In conclusion, we have constructed a mechanism-based equation that for the first time provides a theoretical basis for the double-exponential character of the progress curve of cellulase reaction. Thus, it is not necessary to consider the heterogeneity of the substrate or the involvement of multiple enzymes in order to explain the double-exponential nature of the progress curve, although we cannot rule out a contribution of such effects. We believe this work represents an important step towards understanding the actual saccharification of cellulosic biomasses. Furthermore, since the developed equation describes a model consisting of a simple enzymatic reaction at a solid/liquid interface, a similar approach may be appliable to many other enzymatic reactions involving insoluble substrates.
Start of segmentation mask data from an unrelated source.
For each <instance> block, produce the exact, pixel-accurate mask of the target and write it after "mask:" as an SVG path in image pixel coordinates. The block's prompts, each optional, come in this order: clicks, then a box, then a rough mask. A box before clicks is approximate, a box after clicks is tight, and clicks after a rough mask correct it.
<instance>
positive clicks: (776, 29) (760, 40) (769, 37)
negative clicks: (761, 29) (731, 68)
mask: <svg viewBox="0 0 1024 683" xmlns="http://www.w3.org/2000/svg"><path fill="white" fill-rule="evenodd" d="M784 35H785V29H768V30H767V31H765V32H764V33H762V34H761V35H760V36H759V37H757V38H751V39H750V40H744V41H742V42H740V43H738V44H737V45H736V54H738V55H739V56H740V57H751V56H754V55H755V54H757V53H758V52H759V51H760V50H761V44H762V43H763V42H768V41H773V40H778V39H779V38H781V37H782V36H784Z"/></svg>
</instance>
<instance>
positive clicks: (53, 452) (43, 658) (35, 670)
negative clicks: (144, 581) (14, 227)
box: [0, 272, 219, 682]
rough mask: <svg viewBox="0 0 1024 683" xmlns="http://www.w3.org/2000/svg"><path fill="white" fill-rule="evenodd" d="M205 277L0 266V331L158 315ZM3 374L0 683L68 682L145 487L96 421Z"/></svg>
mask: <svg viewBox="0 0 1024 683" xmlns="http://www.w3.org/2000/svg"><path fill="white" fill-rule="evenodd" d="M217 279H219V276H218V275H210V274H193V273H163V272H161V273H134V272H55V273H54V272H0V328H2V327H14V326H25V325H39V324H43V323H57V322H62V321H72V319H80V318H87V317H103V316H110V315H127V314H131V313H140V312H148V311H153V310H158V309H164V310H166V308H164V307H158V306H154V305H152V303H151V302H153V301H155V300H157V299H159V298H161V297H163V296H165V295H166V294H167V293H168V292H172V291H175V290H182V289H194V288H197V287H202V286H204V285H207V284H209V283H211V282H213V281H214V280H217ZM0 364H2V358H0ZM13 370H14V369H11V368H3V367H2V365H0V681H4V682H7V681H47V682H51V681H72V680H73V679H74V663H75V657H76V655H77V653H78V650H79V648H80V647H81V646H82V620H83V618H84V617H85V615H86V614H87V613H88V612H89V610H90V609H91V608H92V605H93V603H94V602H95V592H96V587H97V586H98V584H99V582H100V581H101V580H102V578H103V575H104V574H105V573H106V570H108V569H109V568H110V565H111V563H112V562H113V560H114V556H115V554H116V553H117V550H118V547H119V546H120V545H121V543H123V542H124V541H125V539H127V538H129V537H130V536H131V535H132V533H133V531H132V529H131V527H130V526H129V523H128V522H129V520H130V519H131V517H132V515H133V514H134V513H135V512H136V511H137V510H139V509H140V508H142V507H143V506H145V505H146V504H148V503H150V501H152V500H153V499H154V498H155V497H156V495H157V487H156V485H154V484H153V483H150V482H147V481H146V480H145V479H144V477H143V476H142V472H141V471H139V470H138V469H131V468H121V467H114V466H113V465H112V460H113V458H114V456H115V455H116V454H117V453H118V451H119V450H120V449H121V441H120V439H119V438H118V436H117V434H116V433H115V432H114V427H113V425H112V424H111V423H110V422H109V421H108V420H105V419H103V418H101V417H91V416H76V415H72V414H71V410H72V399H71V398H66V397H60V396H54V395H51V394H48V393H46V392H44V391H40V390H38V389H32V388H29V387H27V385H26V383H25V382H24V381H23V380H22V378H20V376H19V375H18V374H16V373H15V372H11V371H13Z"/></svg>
The origin of the double exponential time course lies in a two-step reaction process involving long timescale equilibration. While such a form can arise in general two-step enzyme reactions, if the relaxation rates of each process are sufficiently fast, the behavior would effectively follow a single exponential.

CONFLICTS OF INTEREST

The authors declare no conflict of interests.